| |
| |
| |
Het onderwijs in de Nederlandsche taal op de lagere school.
Vrij algemeen is de klacht, dat het taalonderwijs op de lagere school niet de gewenschte vruchten oplevert, in dit opzicht namelijk: dat de leerlingen, na het verlaten der school, voor het meerendeel, niet in staat zijn hunne gedachten in behoorlijken vorm ter neêr te schrijven. De grofste taalfouten ontsieren veelal hunne opstellen, brieven enz.
Vanwaar dit verschijnsel?
‘De taal van Neêrlands vrijen grond
Schijnt als een vlam in 't duister,
Hoe meer men deze taal doorgrondt,
Te sterker schijnt haar luister.’
Met den toenemenden lust deze taal te doorgronden, springt de waarheid dezer regelen te meer in het oog. De richting van het taalonderwijs voor de aanstaande onderwijzers leidt er dan ook heen: om niet meer bij de oppervlakte te blijven, maar door te dringen tot den aard, het wezen, het gebruik dier taal van de vroegste tijden af. En dit niet zonder reden, dewijl de examens eene bekendheid met de Nederlandsche letterkunde vorderen, welke niet dan door ingespannen studie kan verkregen worden. Waar zóó de onderwijzer door diepere studie een rijken voorraad taalkennis heeft vergaard, ligt het in den aard der zaak, dat hij geneigd is, uit zijn schat zooveel mogelijk aan zijne leerlingen meê te deelen, opdat dezen zich met hem in het schijnsel van die heerlijke vlam mogen verblijden.
Niet meer, als vroeger, moet de opsomming van geijkte taalregels tot een degelijk gebruik der moedertaal leiden. Neen - naar de richting, waartoe Dr. Nassau indertijd den stoot heeft gegeven, moet de taal uit de taal gekend worden. De kracht en beteekenis der woorden ligt in hun gebruik. Hoe rijker woordenschat men bezit, hoe meer inzicht men verkrijgt in afkomst, samenstelling, afleiding der woorden, in het gebruik van synoniemen of van beeldspraak, van spreekwijzen en spreekwoordelijke gezegden. Hierop dan bij het onderwijs voortaan den nadruk gelegd, en oefeningen gehouden, waaruit het blijken moet of men ook verstaat, wat men leest of schrijft. Van meet af daarmeê begonnen. Zoo ontstonden: ‘Onze moedertaal.’, ‘Denken en stellen’, ‘Stijloefeningen’ enz van Stellwagen en anderen, bijna allen op dezelfde leest geschoeid. Zóó werd het wezen der taal boven den vorm gesteld. Zóó zouden de
| |
| |
leerlingen eerst, op de rechte baan geleid, het einddoel bereiken. Ze konden dan leeren genieten van de schoone vruchten, gegaard uit den tuin der Nederlandsche letterkunde; hun zin voor het ware, schoone en goede zou daardoor opgewekt en bevredigd worden.

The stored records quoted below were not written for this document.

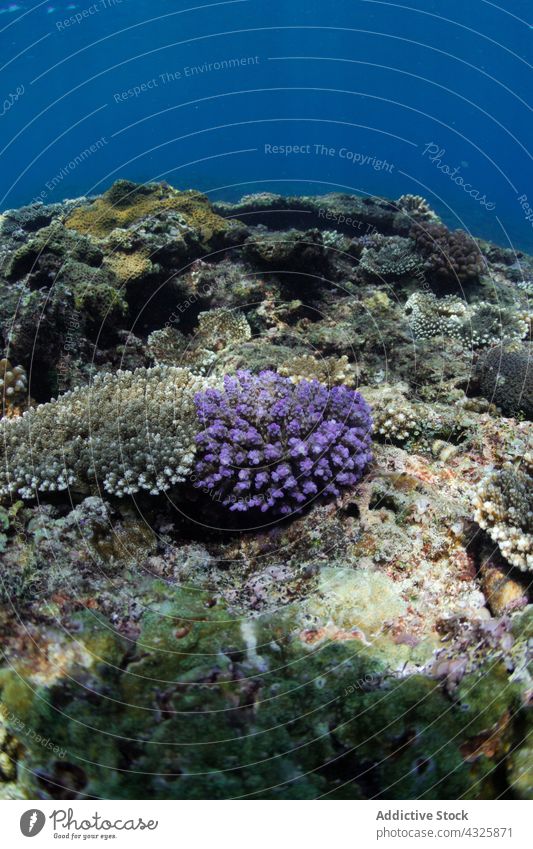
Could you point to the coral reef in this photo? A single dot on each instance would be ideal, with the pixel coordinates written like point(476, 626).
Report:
point(389, 259)
point(449, 256)
point(506, 379)
point(504, 507)
point(269, 444)
point(329, 370)
point(13, 385)
point(417, 207)
point(127, 432)
point(157, 644)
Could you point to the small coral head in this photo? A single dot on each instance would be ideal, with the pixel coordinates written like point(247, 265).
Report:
point(270, 445)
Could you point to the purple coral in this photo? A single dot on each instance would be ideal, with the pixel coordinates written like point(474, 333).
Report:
point(270, 444)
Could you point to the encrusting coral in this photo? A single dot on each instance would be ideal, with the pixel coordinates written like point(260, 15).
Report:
point(127, 432)
point(270, 444)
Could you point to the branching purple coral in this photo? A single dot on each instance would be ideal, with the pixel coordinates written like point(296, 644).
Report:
point(269, 444)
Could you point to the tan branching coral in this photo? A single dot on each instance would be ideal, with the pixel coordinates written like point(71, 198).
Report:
point(13, 384)
point(504, 508)
point(126, 432)
point(329, 370)
point(218, 330)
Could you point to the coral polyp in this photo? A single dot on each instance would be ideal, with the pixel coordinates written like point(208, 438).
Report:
point(271, 445)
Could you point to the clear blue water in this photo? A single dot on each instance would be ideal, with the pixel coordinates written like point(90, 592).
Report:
point(206, 95)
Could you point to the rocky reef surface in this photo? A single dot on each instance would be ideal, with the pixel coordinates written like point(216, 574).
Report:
point(165, 633)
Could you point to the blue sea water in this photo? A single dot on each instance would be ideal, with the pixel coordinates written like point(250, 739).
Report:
point(300, 97)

Het komt mij voor, dat men zijn doel voorbij streeft. Onze leerlingen moeten geen letterkundigen worden.
Wat moet het doel zijn van het taalonderwijs op de lagere school? Dit: dat de leerlingen leeren verstaan, wat anderen, in de gewone beschaafde spreek- en schrijftaal meêdeelen, en omgekeerd: dat zij, wat zij te zeggen hebben, in woord of geschrift duidelijk kunnen uitdrukken. Nu bestaan, vooral in de schrijftaal, regels, waaraan men zich te houden heeft, wil men niet misverstaan of door onduidelijkheid niet begrepen worden. Die regels mogen zich met der tijd wijzigen, zoolang zij geldig zijn, dient men er zich aan te houden.
Dat de voorstanders van de beweging op taalgebied door Kollewijn en anderen in het leven geroepen, op dit punt vrij wat losser zijn, doet niets af. Ook zij willen regels, welke zij op hunne beurt gaarne zouden gevolgd zien.

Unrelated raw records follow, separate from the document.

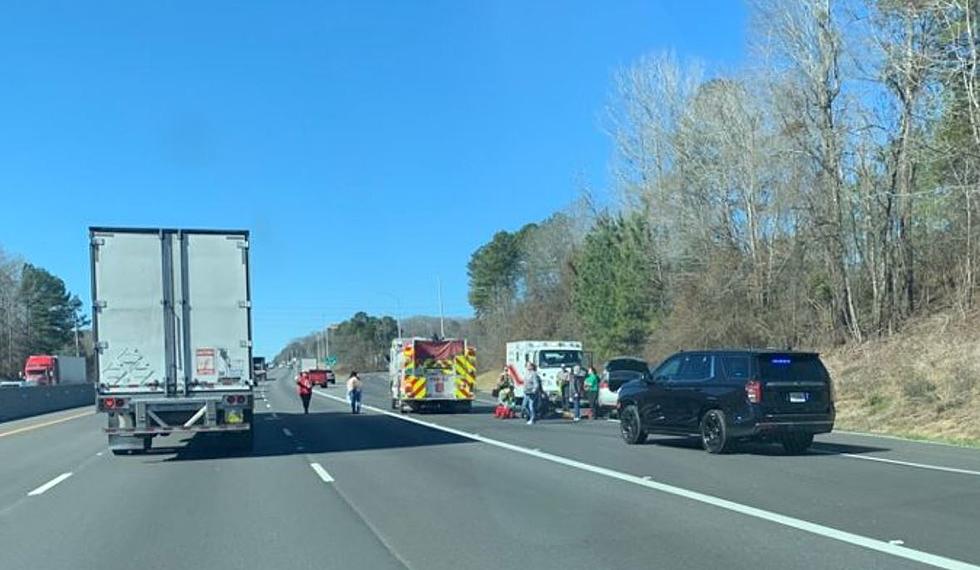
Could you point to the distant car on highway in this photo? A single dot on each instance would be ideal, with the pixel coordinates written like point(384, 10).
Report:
point(725, 396)
point(616, 372)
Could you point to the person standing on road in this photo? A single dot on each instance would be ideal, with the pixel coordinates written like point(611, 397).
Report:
point(577, 390)
point(354, 392)
point(532, 390)
point(592, 391)
point(564, 375)
point(305, 390)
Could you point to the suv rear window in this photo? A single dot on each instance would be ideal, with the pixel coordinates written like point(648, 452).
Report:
point(791, 367)
point(736, 367)
point(627, 364)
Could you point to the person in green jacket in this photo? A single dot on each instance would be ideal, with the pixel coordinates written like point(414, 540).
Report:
point(592, 391)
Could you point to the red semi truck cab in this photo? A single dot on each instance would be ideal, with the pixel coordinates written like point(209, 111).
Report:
point(41, 370)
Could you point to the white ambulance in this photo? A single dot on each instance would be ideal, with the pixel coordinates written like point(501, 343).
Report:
point(549, 356)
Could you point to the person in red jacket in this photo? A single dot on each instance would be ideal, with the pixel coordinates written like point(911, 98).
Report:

Om het aangegeven doel te bereiken is alzoo noodig, dat die taalregels geleerd, en door oefening vast in het geheugen geprent worden. Het getal dier regels behoeft in de eerste leerjaren niet groot te zijn. Gaandeweg kan men het uitbreiden.
Om de bestanddeelen der woorden goed te leeren schrijven, is het opnoemen der letters - de vroegere spelmethode - niet geheel af te keuren. Nu en dan kan men haar bij beginnende lezers met vrucht toepassen.

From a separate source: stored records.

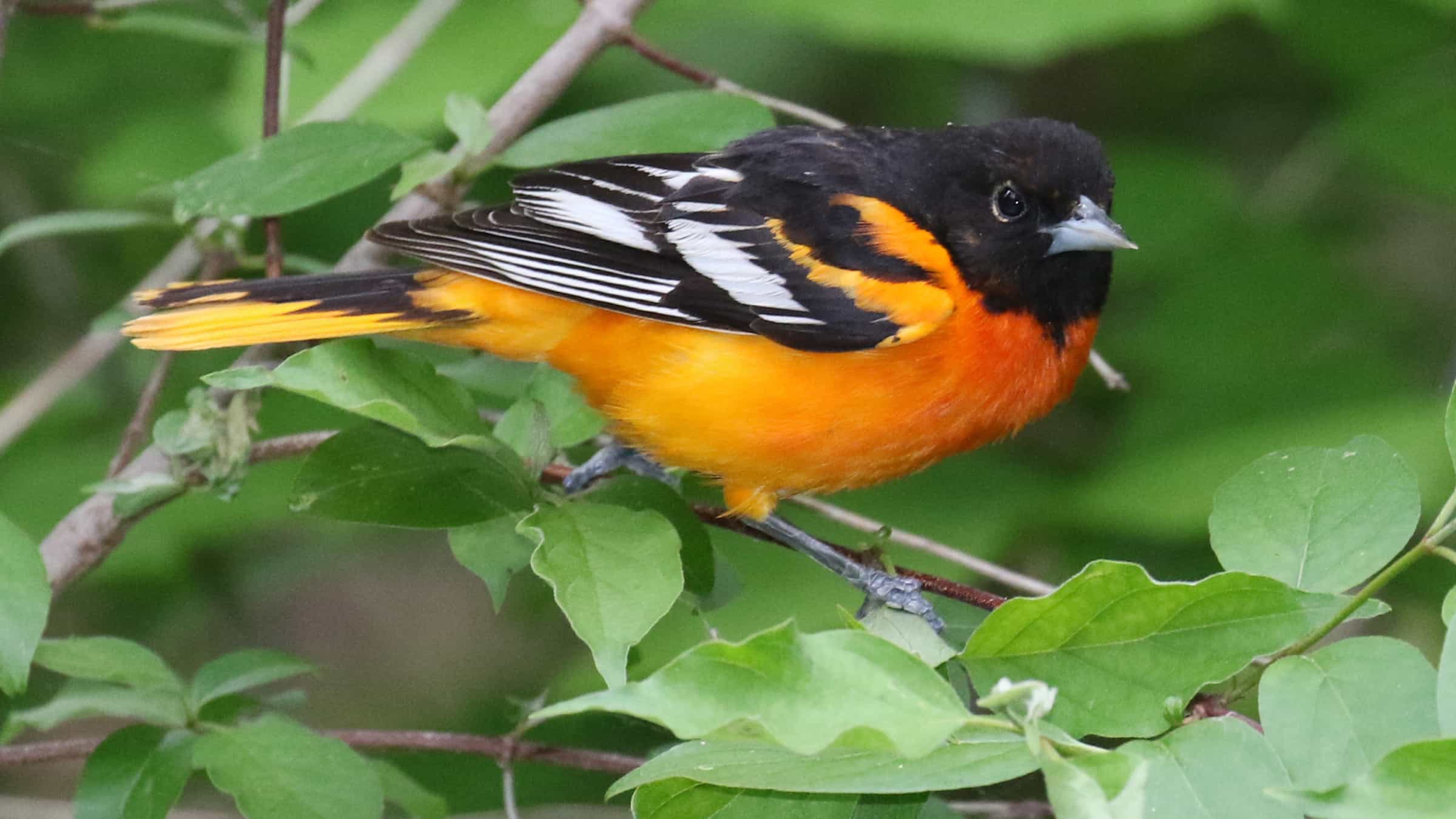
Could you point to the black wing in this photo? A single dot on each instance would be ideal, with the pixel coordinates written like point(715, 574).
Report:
point(734, 241)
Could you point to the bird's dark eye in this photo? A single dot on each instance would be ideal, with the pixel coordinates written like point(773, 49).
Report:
point(1006, 203)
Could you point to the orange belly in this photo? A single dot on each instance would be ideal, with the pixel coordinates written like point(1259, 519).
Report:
point(769, 420)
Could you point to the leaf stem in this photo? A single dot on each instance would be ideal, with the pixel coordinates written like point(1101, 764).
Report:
point(1359, 599)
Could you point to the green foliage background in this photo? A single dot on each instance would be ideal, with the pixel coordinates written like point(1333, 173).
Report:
point(1285, 165)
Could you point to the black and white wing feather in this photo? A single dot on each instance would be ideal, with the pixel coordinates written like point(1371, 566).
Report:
point(692, 240)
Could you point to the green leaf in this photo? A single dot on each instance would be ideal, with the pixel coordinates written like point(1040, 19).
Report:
point(803, 691)
point(1101, 786)
point(634, 491)
point(401, 789)
point(108, 659)
point(277, 769)
point(470, 121)
point(615, 575)
point(376, 474)
point(906, 630)
point(1446, 682)
point(1014, 34)
point(421, 169)
point(84, 698)
point(391, 386)
point(1413, 781)
point(139, 493)
point(251, 376)
point(1318, 519)
point(78, 222)
point(136, 773)
point(1331, 715)
point(1451, 426)
point(573, 420)
point(297, 168)
point(241, 671)
point(494, 551)
point(191, 30)
point(685, 799)
point(1117, 644)
point(25, 602)
point(972, 757)
point(679, 121)
point(1212, 770)
point(526, 429)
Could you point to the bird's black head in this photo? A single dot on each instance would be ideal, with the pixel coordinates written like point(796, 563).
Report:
point(1023, 206)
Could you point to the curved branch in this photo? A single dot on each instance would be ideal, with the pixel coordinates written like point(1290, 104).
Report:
point(92, 530)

Om een zin te vatten, moet men goed weten, wat gezegd en hoe het gezegd wordt. De deelen van een zin moeten kunnen opgenoemd worden: het dusgenoemd redekundig ontleden moet beoefend worden. Evenzoo de taalkundige ontleding Indien men maar zorgt niet in te uitgebreide terminologie te vervallen, is een en ander zeer geschikt de taalkennis te bevorderen.
Omgekeerd verzuime men niet: zinnen te leeren samenstellen, welke aan bepaalde voorwaarden voldoen.
Dicté's op te geven, en de gemaakte fouten aan reeds bekende taalregels te toetsen, is aanbevelingswaard.
Alleen, wanneer enkele vergrijpen wat dikwijls plaats vinden, is een foutief opstel, waarin de fout herhaaldelijk voorkomt, niet te verwerpen. Anders is een veelvuldig gebruik af te raden. Het
| |
| |
oog van den leerling mocht eens te veel aan het zien van slechte voorbeelden gewend worden.
Zoodoende zal men het bezigen van eene zuivere schrijftaal zeer bevorderen.
Men meene nu niet, dat de kennis van de kracht en beteekenis en van het juiste gebruik der woorden door mij geminacht wordt. Integendeel: eigenlijk is dit de hoofdzaak, wijl het wezen boven den vorm gaat.
Doch men kan niet al, wat men wil. Zal de klacht over het maken van grammatikale fouten in opstellen en brieven ophouden, dan moet men aan het zuiver schrijven vooral veel zorg besteden, en die zorg eischt een zoo groot deel van den beschikbaren tijd voor het taalonderwijs, dat men voor het andere, het hoogere doel van het taalonderwijs een anderen weg moet volgen, en die bestaat, naar mijne meening, in het aanbrengen van meer woordenkennis en hun gebruik door gepaste leerstof in de laatste leerjaren. Elke leesles geeft in den regel aanleiding om over eenige woorden, die den leerlingen minder bekend voorkomen, te spreken, en zóó hunne taalkennis uit te breiden. Niet dat de leesles eene taalles moet worden. Neen, het lezen, goed leeren lezen moet daarbij de hoofdzaak blijven. Maar de woord- en zaakkennis moet tegelijk, zoo er aanleiding voor is, vermeerderd worden.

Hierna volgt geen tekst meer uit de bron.